Nikolaos von Damaskus wurde circa 64 v. Chr. in Damaskus geboren, einer Stadt, die damals unter griechischem Einfluss stand. Über seine Jugend ist wenig bekannt, aber als Sohn eines wohlhabenden Politikers genoss Nikolaos eine umfassende Ausbildung. Dann wurde er, so überliefert Sophronius, zum Erzieher der Kinder von Kleopatra VII. und Marcus Antonius. Es ist allerdings nicht klar, ob er diese Aufgabe noch während der Lebenszeit der beiden übernahm oder erst nach ihrem Tod im Jahr 30 v. Chr. Spätestens ab 14 v. Chr. diente er am Hof des jüdischen Königs Herodes als Ratgeber und Hofgeschichtsschreiber. Wegen seinem diplomatischen Geschick wurde er auch von Herodes mehrfach nach Rom geschickt, wo er auch vor dem Princeps Augustus auftrat und für längere Zeit lebte.

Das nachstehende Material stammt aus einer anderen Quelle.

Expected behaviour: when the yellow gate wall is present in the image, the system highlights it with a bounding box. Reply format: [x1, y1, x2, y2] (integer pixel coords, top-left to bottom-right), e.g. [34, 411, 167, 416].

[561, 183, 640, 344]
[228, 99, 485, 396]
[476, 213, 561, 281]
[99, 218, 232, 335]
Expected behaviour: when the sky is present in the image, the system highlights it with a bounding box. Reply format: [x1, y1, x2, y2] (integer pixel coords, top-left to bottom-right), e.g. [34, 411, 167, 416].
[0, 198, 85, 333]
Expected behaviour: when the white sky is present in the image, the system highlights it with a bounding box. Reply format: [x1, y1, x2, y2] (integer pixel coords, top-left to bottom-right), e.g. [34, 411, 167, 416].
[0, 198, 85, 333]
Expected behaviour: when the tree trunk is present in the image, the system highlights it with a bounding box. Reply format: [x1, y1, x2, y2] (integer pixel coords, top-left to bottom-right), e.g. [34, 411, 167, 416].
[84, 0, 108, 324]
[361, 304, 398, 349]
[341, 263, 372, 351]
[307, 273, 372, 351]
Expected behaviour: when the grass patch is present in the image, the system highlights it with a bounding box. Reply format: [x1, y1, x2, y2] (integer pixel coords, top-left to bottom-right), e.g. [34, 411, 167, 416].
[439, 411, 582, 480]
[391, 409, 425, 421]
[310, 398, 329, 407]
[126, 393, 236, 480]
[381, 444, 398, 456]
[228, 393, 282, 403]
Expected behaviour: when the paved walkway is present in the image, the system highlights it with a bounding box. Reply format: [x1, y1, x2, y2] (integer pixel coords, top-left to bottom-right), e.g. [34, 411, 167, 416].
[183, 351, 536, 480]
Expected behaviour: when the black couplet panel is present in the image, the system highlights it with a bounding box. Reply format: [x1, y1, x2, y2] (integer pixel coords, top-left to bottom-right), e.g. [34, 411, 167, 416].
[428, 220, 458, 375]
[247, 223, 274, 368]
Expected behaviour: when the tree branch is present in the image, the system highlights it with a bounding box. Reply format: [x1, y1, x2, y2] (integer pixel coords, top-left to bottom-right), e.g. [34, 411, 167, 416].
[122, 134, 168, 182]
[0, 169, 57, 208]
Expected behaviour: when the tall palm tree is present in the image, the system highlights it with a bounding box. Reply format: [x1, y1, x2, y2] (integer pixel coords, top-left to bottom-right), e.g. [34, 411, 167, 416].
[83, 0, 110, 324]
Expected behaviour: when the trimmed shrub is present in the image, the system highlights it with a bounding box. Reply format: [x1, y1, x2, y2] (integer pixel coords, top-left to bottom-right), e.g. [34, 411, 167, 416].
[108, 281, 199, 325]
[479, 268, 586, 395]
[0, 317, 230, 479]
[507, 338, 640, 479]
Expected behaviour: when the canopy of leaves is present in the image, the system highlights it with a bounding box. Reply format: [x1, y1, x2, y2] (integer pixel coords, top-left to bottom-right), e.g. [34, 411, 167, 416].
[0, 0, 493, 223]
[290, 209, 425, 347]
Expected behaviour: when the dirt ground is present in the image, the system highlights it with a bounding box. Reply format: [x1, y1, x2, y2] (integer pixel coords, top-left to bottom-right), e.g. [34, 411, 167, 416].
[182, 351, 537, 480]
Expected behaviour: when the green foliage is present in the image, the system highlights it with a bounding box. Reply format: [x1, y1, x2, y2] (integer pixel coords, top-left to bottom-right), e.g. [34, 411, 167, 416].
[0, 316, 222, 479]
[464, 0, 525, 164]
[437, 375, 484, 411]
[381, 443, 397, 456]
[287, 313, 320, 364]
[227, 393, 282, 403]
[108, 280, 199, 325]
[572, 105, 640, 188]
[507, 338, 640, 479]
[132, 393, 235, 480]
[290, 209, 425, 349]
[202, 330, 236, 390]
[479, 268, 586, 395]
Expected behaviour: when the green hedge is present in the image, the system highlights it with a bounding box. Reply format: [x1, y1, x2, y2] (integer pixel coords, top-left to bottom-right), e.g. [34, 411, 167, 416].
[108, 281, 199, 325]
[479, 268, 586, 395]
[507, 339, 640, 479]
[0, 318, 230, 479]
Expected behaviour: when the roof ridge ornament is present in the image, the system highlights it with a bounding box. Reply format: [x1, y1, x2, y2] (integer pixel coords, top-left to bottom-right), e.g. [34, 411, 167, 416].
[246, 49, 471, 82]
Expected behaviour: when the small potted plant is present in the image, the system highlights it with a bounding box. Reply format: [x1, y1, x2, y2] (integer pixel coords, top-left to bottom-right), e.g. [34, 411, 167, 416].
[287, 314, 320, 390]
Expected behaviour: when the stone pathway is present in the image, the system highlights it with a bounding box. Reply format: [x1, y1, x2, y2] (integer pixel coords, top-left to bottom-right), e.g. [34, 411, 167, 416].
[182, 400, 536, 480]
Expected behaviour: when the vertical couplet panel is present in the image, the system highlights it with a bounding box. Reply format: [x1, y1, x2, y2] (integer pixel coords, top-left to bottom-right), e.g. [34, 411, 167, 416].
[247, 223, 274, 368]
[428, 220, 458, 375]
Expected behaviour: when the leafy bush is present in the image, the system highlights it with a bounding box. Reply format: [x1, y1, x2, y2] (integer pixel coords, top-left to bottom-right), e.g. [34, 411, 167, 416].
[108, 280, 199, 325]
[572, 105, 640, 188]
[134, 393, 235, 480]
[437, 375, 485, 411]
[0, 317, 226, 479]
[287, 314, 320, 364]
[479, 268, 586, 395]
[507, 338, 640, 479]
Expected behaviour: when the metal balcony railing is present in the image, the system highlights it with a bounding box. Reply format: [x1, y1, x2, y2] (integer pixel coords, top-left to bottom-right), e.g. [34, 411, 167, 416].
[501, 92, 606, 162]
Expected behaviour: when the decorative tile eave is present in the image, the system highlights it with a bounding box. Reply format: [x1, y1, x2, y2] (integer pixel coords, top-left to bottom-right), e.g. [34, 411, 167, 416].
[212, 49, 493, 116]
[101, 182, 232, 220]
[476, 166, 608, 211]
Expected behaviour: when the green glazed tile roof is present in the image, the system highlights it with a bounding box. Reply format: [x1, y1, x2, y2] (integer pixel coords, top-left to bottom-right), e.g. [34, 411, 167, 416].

Neben einigen philosophischen Schriften verfasste Nikolaos auch eine Universalgeschichte, sein bekanntestes Werk. Diese umfasste 144 Bücher, die ab den Anfängen der Geschichte bis zum Tod des Herodes im Jahr 4 v. Chr. berichtet. Leider sind die meisten dieser Bücher verloren oder nur in Fragmenten überliefert. Zudem schrieb er eine Augustus-Biographie, in der er die Verschwörung gegen G. Iulius Caesar detailliert schilderte. Leider sind auch von dieser Biographie, in der er Augustus äußerst positiv darstellt, nur Fragmente erhalten.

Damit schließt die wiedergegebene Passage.